Au fil du temps, les hommes se sont agglomérés dans les villes, qui accueillent aujourd’hui près de la moitié de la population mondiale. Villes champignons et villes dortoirs ont émergé afin de répondre à la demande croissante et accélérée de logements. L’homme, parqué dans ce paysage utilitaire, a déployé de multiples stratégies de libération, visant à assouplir la carapace rigide qui l’enfermait. Brisant la monotonie des gestes imposée par une économie urbaine, des formes de soulèvement furent inventées par les citadins. La libération des corps dans la ville en constitue une des formes d’expression. L’apparition de pratiques sportives, typiquement urbaines, supplante les limites spatiales imposées par la ville.
Expérimenter le terrain urbain
Le mouvement situationniste, datant des années 50, perçoit la ville comme l’espace de production de la société du spectacle mais aussi comme un terrain de lutte et d’expérimentation. La ville est le lieu d’une réinvention radicale de la vie quotidienne, un terrain d’expérimentation corporelle qui inspira largement l’œuvre de la chorégraphe avant-gardiste Anna Halprin et de son mari paysagiste concepteur. Dans leur ouvrage « RSVPCycles », ils élaborent l’inventaire des matériaux mis à disposition par la ville, et prônent l’expérience de la situation. Pour briser le dogme et la doxa de la discipline, il faut, selon les Halprin, que les mouvements du corps expérimentent une sensorialité renouvelée par l’environnement et par des évènements qui la rendent perceptible. Le sol apparaît ici comme condition nécessaire pour danser mais aussi pour construire, c’est à dire, pour élaborer. Ils établissent ensemble un système de notation, proche de la partition musicale, pour représenter schématiquement les mouvements des corps à travers le temps et l’espace. Ces cartes serviront de base à l’élaboration d’une chorégraphie pour l’un et à celle du dessin de projet spatial pour l’autre. Les particularités architecturales d’un des projets de Lawrence Halprin, le Lovejoy Fountain Park, en ont fait aujourd’hui un lieu mythique d’une des expressions corporelles les plus à la mode, le skateboard.
Processus de détournement des objets, introduction du plaisir dans l’urbanité, symbole d’un mouvement contestataire, procédé d’expérimentation… l’expression des corps dans le paysage urbain brave souvent les interdits ou trouve une alternative à la pénurie de distractions.

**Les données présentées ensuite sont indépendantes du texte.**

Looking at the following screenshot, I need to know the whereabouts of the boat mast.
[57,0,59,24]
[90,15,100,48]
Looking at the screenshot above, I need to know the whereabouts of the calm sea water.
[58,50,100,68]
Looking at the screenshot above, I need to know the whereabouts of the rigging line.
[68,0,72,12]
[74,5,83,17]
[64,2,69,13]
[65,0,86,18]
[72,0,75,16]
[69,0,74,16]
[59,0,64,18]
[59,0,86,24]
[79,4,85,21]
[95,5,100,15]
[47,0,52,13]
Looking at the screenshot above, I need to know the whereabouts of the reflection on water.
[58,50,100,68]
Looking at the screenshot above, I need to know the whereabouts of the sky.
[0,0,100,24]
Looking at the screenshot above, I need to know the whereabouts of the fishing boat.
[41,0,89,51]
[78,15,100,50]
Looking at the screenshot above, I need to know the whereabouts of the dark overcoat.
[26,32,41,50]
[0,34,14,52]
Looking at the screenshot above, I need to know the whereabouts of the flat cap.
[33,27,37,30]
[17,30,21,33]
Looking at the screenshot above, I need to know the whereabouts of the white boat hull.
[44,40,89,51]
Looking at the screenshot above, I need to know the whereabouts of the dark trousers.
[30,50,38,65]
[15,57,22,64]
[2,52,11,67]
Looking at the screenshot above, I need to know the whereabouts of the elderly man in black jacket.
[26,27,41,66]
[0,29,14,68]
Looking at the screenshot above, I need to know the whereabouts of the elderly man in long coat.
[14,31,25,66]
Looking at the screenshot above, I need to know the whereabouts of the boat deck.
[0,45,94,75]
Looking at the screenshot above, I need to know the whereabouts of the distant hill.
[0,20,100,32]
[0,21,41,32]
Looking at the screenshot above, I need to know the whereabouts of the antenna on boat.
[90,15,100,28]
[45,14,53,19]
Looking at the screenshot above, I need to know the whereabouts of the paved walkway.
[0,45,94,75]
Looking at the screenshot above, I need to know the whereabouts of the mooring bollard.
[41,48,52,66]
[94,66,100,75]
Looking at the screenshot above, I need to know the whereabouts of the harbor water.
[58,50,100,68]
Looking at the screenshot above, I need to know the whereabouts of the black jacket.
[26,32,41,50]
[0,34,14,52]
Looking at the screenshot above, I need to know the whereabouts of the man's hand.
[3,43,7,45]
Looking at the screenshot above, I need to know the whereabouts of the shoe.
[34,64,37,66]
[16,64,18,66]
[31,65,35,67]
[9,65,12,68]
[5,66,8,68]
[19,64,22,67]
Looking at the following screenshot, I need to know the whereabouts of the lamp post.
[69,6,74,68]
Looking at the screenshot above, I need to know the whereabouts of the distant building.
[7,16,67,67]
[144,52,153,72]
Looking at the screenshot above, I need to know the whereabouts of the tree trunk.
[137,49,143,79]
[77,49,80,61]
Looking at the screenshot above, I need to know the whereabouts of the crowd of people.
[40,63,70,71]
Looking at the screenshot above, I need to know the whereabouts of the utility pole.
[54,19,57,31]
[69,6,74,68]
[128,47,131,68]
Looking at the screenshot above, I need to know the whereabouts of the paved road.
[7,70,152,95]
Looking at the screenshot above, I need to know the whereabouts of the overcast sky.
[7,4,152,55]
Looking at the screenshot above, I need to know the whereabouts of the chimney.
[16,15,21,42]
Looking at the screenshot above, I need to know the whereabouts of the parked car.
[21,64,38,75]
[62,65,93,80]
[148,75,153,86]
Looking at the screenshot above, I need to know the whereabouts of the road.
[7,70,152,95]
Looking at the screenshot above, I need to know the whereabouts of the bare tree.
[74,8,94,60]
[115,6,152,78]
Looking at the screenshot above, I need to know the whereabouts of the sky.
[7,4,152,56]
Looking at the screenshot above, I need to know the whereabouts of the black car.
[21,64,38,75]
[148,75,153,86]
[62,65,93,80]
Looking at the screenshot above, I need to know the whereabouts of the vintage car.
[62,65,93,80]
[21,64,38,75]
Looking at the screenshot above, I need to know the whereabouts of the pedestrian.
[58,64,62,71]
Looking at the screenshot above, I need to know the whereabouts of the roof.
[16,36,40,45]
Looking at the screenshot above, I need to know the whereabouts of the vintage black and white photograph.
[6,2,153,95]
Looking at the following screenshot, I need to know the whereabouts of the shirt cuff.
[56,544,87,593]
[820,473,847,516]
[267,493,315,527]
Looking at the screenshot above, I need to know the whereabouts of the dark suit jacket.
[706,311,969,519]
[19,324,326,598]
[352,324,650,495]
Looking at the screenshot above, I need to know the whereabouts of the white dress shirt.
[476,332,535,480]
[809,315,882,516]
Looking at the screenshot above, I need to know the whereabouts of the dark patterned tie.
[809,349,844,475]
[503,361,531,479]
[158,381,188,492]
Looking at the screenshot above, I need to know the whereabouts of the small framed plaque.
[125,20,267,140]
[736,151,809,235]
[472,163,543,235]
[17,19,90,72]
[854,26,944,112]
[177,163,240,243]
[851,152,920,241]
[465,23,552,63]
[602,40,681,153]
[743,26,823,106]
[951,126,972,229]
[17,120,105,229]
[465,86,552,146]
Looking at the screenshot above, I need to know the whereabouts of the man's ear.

Le Parkour, l’Art Du Déplacement ou le Free-Running, découverts par le grand public au travers du groupe Yamakasi, considèrent la ville comme une paroi dont les moindres aspérités sont saisissables. Plus question de limite, de barrière, de frontière ni de murs que le corps ne puisse franchir ici. Plus qu’un sport, cette chorégraphie exprime une utopie : celle de supplanter l’enclavement généré par les cités. Bien souvent ces trépidations urbaines sont l’apanage des plus précaires, pour qui l’abonnement à une salle de sport ou l’inscription dans un club n’est pas accessible. Cette inégalité d’accès à un service offert par la ville a poussé ces jeunes à réinventer leur milieu afin d’en tirer le meilleur parti.
Le mobilier urbain, support du Street Workout
Originaire du milieu carcéral, le Street Workout repose sur le simple poids du corps comme facteur de développement musculaire. En s’exportant hors des murs des prisons, cette pratique s’est basée sur l’utilisation du mobilier urbain comme support de pompes ou de tractions. Du parcours de santé à l’aire de jeux pour enfants en passant par les bancs, les poteaux, les panneaux, les murs et autres « accessoires » du décor urbain… tout est prétexte à l’exercice physique.